Implicit in the statement that god is imaginary is the concept that god does not exist.
ford, that's assuming that humans have intelligence and its not just a series of complex chemical if else statements. Just saying.
@QIII "And yes, you did ask for proof of non-existence."
You seem incapable of grasping a very simple concept. divideatimpera stated as a fact that God is an imaginary, human creation. I asked him to prove it.
@QIII "This is only the present context of an exercise in rational and critical thought,..."
Dictionary dot com, definition of philoshopy:
"the rational investigation of the truths and principles of being, knowledge, or conduct. "
That is my definition of philosophy, if you want to talk religion, try theology. I doubt that Aristotle embraced any modern religion, he was simply using logic and followed where it led.
"@QIII that in a discussion of scientific matters, it seems many cannot resist the urge to insinuate their religion."
Does your religion prevent you from using your rational powers to arrive at truth, or can you participate in a logical discussion?
@lucky "You seem incapable of grasping a very simple concept. divideatimpera stated as a fact that God is an imaginary, human creation. I asked him to prove it."
You seem incapable of understanding the simple condition implicit in the imaginary: That a thing does not exist. To prove god to be imaginary, he would have to prove non-existence. Are you not tracking? This is at best a matter which might be discussed in a Freshman-level introduction to Philosophy.
@lucky "Dictionary dot com, definition of philoshopy:
"the rational investigation of the truths and principles of being, knowledge, or conduct. "
That is my definition of philosophy, if you want to talk religion, try theology. I doubt that Aristotle embraced any modern religion, he was simply using logic and followed where it led."
I specifically said that I was not talking about religion, but that it was only the present context.
And I don't disagree with your definition of Philosophy (capital "P", please.)
Please note "rational investigation" in your own definition. Thanks.
I did not say that Aristotle believed in any modern religion. He could hardly have believed in any that did not exist.
And the "logic" he followed in this particular case can be demonstrated to be flawed based on the development of Logic and Science since his time.

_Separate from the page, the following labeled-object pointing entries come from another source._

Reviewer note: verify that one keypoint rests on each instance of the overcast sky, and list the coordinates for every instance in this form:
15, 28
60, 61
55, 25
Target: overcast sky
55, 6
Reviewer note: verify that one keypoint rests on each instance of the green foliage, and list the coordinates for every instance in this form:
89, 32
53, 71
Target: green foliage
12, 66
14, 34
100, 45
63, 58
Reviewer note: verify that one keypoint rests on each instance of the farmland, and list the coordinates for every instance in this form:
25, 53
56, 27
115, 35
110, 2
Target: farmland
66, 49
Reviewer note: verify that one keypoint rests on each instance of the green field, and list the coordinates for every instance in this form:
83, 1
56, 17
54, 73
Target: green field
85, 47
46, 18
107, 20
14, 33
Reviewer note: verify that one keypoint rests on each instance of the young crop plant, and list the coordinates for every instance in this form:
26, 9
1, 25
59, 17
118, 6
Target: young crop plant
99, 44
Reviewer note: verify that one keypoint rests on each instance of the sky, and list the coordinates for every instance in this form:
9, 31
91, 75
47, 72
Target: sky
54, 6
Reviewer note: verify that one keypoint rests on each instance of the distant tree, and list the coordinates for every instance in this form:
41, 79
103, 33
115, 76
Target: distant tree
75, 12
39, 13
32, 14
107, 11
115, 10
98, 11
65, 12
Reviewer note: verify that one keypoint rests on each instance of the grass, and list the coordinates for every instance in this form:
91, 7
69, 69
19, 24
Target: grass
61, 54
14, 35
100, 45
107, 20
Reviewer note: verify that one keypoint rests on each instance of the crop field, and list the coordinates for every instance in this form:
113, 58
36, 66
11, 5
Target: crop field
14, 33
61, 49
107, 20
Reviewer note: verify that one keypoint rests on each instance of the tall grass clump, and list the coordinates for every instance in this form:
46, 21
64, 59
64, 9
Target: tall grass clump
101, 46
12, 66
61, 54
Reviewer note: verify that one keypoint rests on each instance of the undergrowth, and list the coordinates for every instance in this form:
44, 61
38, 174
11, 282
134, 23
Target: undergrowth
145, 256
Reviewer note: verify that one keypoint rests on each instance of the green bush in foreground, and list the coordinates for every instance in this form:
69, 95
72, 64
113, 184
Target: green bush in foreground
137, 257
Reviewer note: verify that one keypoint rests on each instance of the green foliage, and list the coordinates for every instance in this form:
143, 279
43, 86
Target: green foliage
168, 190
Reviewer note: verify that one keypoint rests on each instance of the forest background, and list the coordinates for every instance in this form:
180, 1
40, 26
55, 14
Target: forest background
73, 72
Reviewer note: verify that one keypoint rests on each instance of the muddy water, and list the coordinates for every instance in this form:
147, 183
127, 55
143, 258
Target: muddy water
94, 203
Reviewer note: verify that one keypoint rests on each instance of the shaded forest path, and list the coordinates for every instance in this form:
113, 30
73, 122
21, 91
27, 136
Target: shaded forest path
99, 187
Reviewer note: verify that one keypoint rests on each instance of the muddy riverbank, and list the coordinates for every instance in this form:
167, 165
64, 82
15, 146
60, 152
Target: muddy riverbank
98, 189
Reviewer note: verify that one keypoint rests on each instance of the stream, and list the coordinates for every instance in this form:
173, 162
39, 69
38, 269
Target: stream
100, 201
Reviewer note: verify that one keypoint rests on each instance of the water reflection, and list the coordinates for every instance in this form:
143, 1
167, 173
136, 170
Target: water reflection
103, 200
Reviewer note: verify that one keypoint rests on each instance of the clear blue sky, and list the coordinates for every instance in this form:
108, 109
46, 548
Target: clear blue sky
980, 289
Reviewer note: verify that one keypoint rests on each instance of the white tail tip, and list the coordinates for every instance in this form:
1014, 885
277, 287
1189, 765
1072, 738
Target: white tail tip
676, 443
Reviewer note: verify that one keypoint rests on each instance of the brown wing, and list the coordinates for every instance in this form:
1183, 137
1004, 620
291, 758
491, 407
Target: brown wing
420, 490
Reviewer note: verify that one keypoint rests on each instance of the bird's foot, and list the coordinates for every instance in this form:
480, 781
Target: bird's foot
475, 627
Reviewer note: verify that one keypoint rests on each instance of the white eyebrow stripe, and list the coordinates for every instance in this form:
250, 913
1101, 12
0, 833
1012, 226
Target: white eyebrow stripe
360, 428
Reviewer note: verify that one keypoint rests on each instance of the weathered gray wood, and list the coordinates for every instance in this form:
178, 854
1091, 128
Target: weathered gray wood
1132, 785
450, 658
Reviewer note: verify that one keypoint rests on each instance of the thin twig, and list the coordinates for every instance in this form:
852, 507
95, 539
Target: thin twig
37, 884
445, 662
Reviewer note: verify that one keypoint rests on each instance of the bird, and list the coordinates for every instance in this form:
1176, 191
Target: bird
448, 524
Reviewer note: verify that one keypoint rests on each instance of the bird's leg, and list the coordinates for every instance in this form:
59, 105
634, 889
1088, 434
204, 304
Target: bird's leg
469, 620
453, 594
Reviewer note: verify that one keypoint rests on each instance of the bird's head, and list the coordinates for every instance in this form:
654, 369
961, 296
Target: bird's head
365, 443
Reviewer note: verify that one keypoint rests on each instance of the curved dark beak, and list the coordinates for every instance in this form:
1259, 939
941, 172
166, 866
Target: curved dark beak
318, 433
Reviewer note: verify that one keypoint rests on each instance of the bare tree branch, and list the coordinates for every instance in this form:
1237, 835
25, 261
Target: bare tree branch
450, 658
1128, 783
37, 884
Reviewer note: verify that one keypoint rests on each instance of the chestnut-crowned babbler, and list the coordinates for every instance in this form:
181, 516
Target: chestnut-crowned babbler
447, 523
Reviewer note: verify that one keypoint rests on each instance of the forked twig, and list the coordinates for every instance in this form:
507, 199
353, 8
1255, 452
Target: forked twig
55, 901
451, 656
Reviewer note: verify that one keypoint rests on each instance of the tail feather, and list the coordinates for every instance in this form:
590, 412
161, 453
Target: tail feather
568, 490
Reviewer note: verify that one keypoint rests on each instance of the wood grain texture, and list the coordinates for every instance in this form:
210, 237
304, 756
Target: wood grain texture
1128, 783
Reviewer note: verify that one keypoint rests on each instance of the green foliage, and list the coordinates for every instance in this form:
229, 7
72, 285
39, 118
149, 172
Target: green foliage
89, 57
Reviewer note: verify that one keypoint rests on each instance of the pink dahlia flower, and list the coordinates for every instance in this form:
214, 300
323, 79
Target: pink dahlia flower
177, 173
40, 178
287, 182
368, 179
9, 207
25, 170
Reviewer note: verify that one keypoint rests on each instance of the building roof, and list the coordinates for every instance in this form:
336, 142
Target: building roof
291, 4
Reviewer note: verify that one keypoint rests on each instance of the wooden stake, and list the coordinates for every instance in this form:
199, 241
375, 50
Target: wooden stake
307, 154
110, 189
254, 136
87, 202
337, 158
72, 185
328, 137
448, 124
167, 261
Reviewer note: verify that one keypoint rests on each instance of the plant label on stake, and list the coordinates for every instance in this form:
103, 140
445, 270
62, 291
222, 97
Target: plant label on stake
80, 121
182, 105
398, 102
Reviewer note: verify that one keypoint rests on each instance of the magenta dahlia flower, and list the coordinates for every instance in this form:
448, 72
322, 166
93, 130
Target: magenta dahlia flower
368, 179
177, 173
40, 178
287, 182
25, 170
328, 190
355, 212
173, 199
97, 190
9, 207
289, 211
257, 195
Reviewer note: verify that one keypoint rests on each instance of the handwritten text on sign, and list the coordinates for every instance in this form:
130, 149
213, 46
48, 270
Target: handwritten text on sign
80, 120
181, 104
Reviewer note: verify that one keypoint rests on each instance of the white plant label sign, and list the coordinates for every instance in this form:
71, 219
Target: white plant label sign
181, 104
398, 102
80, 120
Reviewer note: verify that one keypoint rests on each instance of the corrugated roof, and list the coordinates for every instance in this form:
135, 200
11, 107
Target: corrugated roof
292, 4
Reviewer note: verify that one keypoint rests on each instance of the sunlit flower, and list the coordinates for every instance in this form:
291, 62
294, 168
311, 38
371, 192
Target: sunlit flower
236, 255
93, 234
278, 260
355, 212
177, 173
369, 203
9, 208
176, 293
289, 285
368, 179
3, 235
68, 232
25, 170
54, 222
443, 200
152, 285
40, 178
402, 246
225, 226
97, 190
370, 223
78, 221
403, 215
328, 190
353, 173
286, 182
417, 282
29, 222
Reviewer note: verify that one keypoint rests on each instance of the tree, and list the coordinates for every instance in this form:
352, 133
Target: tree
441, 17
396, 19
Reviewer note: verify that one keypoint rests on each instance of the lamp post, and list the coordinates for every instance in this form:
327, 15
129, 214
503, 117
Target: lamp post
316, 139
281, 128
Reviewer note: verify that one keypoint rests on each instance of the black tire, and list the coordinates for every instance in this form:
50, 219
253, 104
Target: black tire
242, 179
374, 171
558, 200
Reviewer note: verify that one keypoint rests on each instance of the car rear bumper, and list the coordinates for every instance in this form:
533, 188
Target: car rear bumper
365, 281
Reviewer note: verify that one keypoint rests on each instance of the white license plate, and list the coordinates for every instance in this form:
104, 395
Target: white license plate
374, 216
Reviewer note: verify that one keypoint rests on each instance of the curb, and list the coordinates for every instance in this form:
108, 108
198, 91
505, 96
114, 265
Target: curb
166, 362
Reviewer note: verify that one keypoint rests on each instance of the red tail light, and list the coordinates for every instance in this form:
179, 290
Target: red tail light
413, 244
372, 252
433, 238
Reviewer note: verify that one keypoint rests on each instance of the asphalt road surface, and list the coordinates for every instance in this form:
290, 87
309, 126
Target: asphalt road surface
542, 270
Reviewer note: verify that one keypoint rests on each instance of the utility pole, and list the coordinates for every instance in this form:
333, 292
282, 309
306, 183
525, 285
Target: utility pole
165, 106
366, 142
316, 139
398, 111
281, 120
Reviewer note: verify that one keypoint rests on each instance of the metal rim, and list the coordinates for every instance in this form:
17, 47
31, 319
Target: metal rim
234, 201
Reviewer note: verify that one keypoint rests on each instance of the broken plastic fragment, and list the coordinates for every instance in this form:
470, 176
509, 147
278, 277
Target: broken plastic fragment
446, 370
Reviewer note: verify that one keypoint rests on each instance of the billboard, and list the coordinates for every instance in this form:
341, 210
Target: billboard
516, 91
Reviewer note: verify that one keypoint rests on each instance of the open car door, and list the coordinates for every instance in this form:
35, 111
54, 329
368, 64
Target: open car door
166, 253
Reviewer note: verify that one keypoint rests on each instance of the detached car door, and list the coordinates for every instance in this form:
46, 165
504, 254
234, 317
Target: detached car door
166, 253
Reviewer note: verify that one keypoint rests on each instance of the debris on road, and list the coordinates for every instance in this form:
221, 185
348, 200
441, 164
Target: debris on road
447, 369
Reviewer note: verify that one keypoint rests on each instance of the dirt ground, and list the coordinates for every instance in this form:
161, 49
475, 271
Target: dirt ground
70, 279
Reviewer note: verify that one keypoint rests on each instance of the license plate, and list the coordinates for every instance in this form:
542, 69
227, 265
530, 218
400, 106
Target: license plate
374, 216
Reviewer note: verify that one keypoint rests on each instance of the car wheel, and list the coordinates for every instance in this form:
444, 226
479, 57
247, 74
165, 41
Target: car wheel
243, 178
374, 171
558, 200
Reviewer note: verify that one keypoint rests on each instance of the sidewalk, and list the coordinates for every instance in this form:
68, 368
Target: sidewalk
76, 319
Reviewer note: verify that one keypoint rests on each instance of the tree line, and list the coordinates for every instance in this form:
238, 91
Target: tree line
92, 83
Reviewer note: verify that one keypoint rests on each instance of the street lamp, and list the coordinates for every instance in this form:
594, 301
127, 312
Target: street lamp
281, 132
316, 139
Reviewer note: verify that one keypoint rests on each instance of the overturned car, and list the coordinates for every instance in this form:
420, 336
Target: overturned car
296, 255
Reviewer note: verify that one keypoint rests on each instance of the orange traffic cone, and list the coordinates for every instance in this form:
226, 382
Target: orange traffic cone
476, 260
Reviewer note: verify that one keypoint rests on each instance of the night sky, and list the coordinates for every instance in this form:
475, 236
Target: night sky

@lucky "Does your religion prevent you from using your rational powers to arrive at truth, or can you participate in a logical discussion."
Since I have none, I don't think it can get in the way.
And yes. I can participate in a rational discussion. I believe that all of my posts have been about matters of logic and logical fallacies. It has been in the context of the existence of god, not in any particular religious concept of god.
Can you participate in this rationally?
If you would like to prove the existence of something, you must first assume that it does not exist and move forward from there. To do otherwise would trap you in Petitio Principii, Circulus in Probando (assuming the conclusion while arguing in a circle, often refered to a "begging the question".)
Starting from a position that there is no god, as I must do in any rational and logical process of proving that there is a god, I find no satisfactory or compelling argument that one (or more) exists.
That I can deconstruct and dash every argument that I have heard does not mean that god does not exist, of course. However, I am rationally unmoved.
And in case you have any misapprehension that I have not heard them all, I am an ordained Baptist Minister and a former Apologist.
While I am now a non-believer (I use the term agnostic, since I cannot prove the non-existence of god and, therefore, do not "know"), I have no great and burning desire to divorce anyone from his faith.
I do, however, reserve the right to enter into a rational discussion about such faith. But it is certainly true that faith cannot be challenged rationally, since it is irrational. (By irrational, I do not want to imply, in any way, that it is "defective".)
Now insert "xyz" in place of the word "god" in my post and remove the reference to a supreme being if you wish to have the discussion be within the bounds of some context other than religion.